Mostre personali di Cristina Smeraldi e Mario Esposito
Rassegna espositiva di arte contemporanea
dal 16/05/2026 al 28/05/2026
Galleria Wikiarte Galleria Falcone e Borsellino 2/D Bologna (BO)

Materia e colore, declinati nella valenza del tatto e della rispettiva composizione. Alfieri di una sensibilità conclamata nella ricerca e valorizzazione della miglior fruizione. O semplicemente liberi, tra le mani del fruitore, che assolve il ruolo di artefice.

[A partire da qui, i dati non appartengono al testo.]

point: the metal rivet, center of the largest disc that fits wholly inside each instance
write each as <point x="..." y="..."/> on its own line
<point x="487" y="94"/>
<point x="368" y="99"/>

Solida esperienza e studiata sperimentazione, sostenute dalla ricerca compiuta di una leggibilità tattile. A fondamento di una poetica della libertà, intrisa di innata passione per l’arte, in cui il dialogo tra autore, opera ed osservatore diviene fulcro e vettore d’emozione, nell’opera di Cristina Smeraldi. La cui cifra stilistica, nel ricorso all’informale ed al materico, valorizza l’artefatto nei diversi livelli, rispettivamente, di maggior fruizione, di rilievo plastico e di concessione, quest’ultima in particolare, che fugge l’inevitabile imposizione della figura, affermando e rinnovando fermamente il primato della sua stessa, libera interpretazione. Conclamata in artefatti, realizzati su tela, in cui paste ed acrilici, mescolati o sovrapposti a seconda dell’intento, velati in ultimo da film di resine finali, coniano un linguaggio personale ed identitario, scandito dall’ampiezza di campiture le cui cromie, sfumate, incentivano la profondità dell’opera di cui Smeraldi, abile narratrice di delicata spontaneità, è indiscussa portavoce.
Passione per la fotografia e consueling d’arte, incipit dell’arte di Mario Esposito. Il cui percorso artistico evolve nella rivisitazione del concetto di manufatto la cui condivisione valica il limite della mera osservazione da parte del fruitore. Quest’ultimo, infatti, attraverso la ricomposizione dei cosidetti Piccolini – tele minute, realizzate artigianalmente dall’autore su cui acrilici, smalti e film di resina finale disegnano in rilievo una piacevole eterogeneità di soggetti, animati e non, tra cui icone ed astratti – diviene a sua volta narratore di una storia intrisa di gusto proprio. Cui Esposito affianca, forte di solida competenza ed abilità tecniche, il ricorso alla tradizione; espressa dalla figura dell’albero, custode ed emblema della creazione, qui declinata nella commistione di tecniche applicate e stili differenti. Nella cui estetica cogliervi, distintamente, l’eco di Klimt e Kandinskij, nonchè l’armonia di forme e colori insita nell’animo dell’artista.